Fig. 21 : Atelier Gallé, Étude, crayon sur papier calque perforé, Nancy, musée de l’École de Nancy.

Il illustre au crayon, sans couleur, une scène paysanne tenue devant l’entrée d’un rempart en pierre. La perspective montre un homme d’église conversant avec une femme et sur leur droite, deux vendangeurs récoltent les grappes. Le trait est de facture simple, quelque peu maladroits dans la représentation des deux vignerons.

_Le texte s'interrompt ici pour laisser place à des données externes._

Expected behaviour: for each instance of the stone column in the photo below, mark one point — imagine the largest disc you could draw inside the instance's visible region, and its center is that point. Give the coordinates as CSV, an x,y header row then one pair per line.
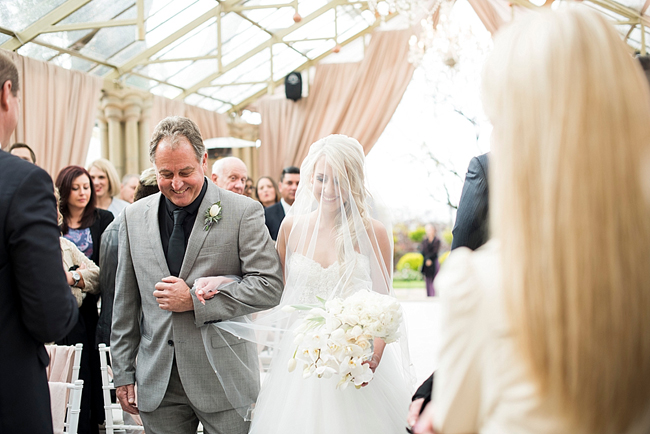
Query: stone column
x,y
145,135
132,113
103,132
113,112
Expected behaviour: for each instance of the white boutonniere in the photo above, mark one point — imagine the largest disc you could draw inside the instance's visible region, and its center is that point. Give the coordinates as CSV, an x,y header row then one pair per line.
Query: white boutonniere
x,y
212,215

Mais cette scène complète veut définir une atmos-phère concrète pour projeter l’authenticité du sujet : cela se ressent par la perspective instaurée entre les personnages et la profondeur, le détail des costumes, des outils et l’architecture de l’arc d’entrée.

Par la suite, si la composition est réinterprétée entièrement ou sélectionne des détails précis, l’artiste en extrait une véracité qu’il peut aménager en s’éloignant du support d’origine.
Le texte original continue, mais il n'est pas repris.